Will Russia's 'ring of steel' keep Sochi safe?

Putin has spent $2 billion to keep the Winter Games safe from terrorist attacks like those in Volgograd last month. But even if Sochi is safe, Russia may not be.

Alexei Nikolsky/Presidential Press Service/RIA-Novosti/AP
Russian President Vladimir Putin takes part in a friendly hockey match at The Bolshoy Ice Dome in Sochi, Russia, on Saturday. With the Olympics Games just a month away, Mr. Putin faces a difficult balancing act of both improving his international reputation and cracking down on terrorism after last month's bombings in Volgograd.

With just one month to go before the Sochi Olympics open, Russia is launching the biggest security operation in Olympic history in a tense and largely secret effort to thwart an invisible enemy who has sworn to do everything possible to blight the prestigious international event with acts of mass terror.

President Vladimir Putin traveled to Sochi last week to inspect the Olympic venue's $2 billion "ring of steel" defenses, which are to go into full operation tomorrow, exactly a month before the Games begin. Earlier he visited Volgograd, where two suicide bombings killed 34 people just before the New Year, and pledged additional measures to fight the terrorists until their "complete annihilation."

He has won some support from the international community. In recent days announcements by US Defense Secretary Chuck Hagel and British Prime Minister David Cameron have promised unspecified but deeper and more effective security cooperation with Russia in the run-up to the Olympics. "We both want the Sochi Games to be a safe and secure Games," Mr. Cameron told journalists after a telephone conversation with Mr. Putin last Friday.

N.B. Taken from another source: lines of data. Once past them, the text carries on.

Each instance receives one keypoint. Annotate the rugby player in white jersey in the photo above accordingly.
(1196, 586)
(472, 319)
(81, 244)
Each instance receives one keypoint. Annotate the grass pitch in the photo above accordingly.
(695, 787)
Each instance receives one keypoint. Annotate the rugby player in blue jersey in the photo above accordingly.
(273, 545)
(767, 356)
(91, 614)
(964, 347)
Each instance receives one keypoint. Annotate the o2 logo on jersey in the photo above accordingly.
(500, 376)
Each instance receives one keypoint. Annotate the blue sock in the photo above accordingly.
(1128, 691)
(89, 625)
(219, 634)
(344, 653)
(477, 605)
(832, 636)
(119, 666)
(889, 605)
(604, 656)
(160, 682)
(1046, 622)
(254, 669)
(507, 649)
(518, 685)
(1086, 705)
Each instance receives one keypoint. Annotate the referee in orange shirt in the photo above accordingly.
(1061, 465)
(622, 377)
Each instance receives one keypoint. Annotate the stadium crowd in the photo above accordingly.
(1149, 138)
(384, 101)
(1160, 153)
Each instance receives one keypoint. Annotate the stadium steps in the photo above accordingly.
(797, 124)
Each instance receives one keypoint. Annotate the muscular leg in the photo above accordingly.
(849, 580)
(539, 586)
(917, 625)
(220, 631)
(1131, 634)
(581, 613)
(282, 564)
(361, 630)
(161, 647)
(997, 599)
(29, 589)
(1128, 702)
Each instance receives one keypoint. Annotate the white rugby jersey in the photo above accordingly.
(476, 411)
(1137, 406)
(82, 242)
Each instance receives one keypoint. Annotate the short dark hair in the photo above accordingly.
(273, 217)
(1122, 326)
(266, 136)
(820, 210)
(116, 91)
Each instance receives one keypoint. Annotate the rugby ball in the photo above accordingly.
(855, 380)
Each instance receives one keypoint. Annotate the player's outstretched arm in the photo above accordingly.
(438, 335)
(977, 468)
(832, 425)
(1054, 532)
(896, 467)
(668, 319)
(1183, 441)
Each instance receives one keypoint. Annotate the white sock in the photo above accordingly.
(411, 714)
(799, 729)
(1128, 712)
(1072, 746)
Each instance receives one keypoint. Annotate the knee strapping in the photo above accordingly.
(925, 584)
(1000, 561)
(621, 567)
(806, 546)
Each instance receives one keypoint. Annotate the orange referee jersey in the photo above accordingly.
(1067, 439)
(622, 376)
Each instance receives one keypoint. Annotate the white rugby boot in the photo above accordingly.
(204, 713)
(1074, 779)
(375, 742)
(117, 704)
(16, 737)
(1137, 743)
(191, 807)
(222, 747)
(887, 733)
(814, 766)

Sochi's "ring of steel" is a zone about 60 miles long and 25 miles deep, in which the local population and visitors will be subjected to near total surveillance. The measures, according to security expert Mark Galeotti, include a garrison of about 25,000 special police, 8,000 interior troops, unknown numbers of plainclothes agents, special forces such as the "Alpha" anti-terrorist squad of the FSB (the successor to the KGB), and up to 30,000 regular troops to patrol the nearby borders with Georgia and the breakaway Georgian republic of Abkhazia. The skies will be full of Russian Air Force fighters and at least a dozen drones; ultra-modern S-400 and Pantsir-S anti-aircraft missiles capable of taking down any airborne threat will be deployed around the zone; and four of the Russian Navy's new Grachonok anti-saboteur patrol boats with teams of divers and special sonar equipment will range up and down the coast.

Putin's gamble

The stakes are high for Putin, who has invested Russia's prestige and $51 billion of mostly state cash in hosting the Winter Olympics.

"Putin's personal image is closely connected to the outcome of these Games. So I am absolutely sure that whatever can be done, will be done," says Gennady Gudkov, a former KGB security expert and ex-Duma deputy.

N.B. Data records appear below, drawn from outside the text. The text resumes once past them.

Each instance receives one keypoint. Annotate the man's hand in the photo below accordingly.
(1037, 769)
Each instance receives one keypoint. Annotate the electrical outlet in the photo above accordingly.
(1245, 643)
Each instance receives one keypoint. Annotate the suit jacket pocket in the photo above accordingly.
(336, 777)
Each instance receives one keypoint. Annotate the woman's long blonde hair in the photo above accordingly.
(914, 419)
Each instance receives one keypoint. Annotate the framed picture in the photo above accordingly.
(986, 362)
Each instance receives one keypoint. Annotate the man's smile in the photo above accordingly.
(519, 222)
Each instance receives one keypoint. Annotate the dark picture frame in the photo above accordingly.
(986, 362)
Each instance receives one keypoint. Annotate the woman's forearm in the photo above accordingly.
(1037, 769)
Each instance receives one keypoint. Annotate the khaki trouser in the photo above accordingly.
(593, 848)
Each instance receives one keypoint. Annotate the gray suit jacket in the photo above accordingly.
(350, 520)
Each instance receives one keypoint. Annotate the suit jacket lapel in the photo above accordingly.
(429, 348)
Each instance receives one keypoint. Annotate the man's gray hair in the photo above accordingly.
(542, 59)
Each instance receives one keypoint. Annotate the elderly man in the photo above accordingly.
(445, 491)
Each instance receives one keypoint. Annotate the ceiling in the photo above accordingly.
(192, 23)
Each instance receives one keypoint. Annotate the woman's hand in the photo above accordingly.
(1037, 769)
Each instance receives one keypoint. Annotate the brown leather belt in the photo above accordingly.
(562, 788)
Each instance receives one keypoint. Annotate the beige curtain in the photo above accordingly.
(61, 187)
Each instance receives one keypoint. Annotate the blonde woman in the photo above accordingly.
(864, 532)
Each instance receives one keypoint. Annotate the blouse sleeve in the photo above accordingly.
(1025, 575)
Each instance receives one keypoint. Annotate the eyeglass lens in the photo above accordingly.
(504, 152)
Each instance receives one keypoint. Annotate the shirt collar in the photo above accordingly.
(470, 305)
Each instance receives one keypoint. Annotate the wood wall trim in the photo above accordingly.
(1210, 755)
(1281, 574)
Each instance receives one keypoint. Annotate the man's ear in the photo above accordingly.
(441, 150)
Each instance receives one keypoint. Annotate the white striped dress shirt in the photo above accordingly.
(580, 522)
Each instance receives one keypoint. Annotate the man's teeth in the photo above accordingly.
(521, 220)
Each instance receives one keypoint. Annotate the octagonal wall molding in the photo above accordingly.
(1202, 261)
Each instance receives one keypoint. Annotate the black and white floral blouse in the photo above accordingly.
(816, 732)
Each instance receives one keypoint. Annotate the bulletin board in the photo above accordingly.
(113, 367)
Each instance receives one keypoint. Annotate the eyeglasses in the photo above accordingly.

It's not only Putin's international reputation that hangs in the balance. His domestic popularity rests largely on his image as a tough and uncompromising slayer of terrorists.

He arrived in power in autumn 1999 amid a wave of deadly apartment bombings that killed hundreds, and used the public panic over the acts to launch a fresh war against Chechen militants, re-impose strong central government, and greatly beef up Russian security services. Since then, as both president and prime minister, Putin has faced intermittent waves of terrorism which he has often turned to his own advantage. For example, he seized upon the horrific 2004 school siege at Beslan to abolish local elections and further ratchet up the powers of security forces.

But a long lull in serious terrorist attacks against Russia's heartland has been shattered by the Volgograd bombings, and in the nail-biting tensions of the coming weeks and months, Russians will be expecting him to ensure their security.

"This is Putin's basic promise to Russians, that he will make us safe," says Andrei Piontkovsky, a veteran Kremlin critic.

"If we look back over the past 15 years, we can see that he never really kept that pledge. We've been hit over and over again," he says. "But because of the Olympics, the whole world is watching. It may be that the extraordinary concentration of security resources in Sochi means that city is safe, but what about the rest of the country? Even Moscow? If terrorists strike anywhere, it will seriously undermine faith in Putin."

Finding balance

Putin has taken several steps to restore world confidence in the Sochi Olympics, especially after President Barack Obama decided last month that neither he nor any other top US official would be attending the Games. Late last month, the Kremlin amnestied thousands of prisoners, including many of those regarded as "political" in the West. In Sochi last week, he relaxed a ban on all protests at the Games and designated a special area where demonstrations may be held with official permission.

But keeping the Olympics safe – and without suffocating them in omnipresent security measures – is his greatest challenge, say experts.

"One of the purposes of terrorists is to sow uncertainty, ill temper, and chaos," says Alexei Makarkin, deputy director of the independent Center for Political Technologies in Moscow.

"The other side of that coin is the excessive tightening of security measures. This can pose big problems for athletes and spectators. How to secure the Games without creating onerous difficulties for fans – to make the event controllable and calm at the same time – is the biggest issue here. If the balance tips either way, the Games risk being a failure," he says.

Unseen dangers?

Some experts warn that in Russia, where a seething North Caucasus Islamic insurgency has been marked by shifting allegiances, and security services have been accused of murky dealings with terrorist networks, there may be unseen dangers ahead.

Most reports focus on Chechen Islamist warlord Doku Umarov, who is presumably holed up somewhere in the rugged Caucasus Mountains, as the main threat. But Nikolai Petrov, a leading expert on Russia's regional politics and a professor at Moscow's Higher School of Economics, suggests that other forces, including members of pro-Moscow Chechen strongman Ramzan Kadyrov's retinue and rogue elements of Russia's own security services, may have a strong interest in aiding and abetting more acts of terrorism.

"When we examine these recent Volgograd attacks, it's hard not to notice how well planned and well organized they were. They seem to have enjoyed a lot of logistical help," he says. "Kadyrov may have pacified Chechnya, but his funding from Moscow has been falling lately, and he may not expect to be given such a free hand in Chechnya after the Olympics are over. Some officials in the security forces have interests in private companies that provide security for airports and other transport infrastructure, and there are huge profits to be made in this field."

"Terrorism has become a big business, and there are people with a real, material interest in keeping it going," Mr. Petrov adds. "I know how strange this may sound. But we have seen such things before in Russia, and nothing should be taken for granted here."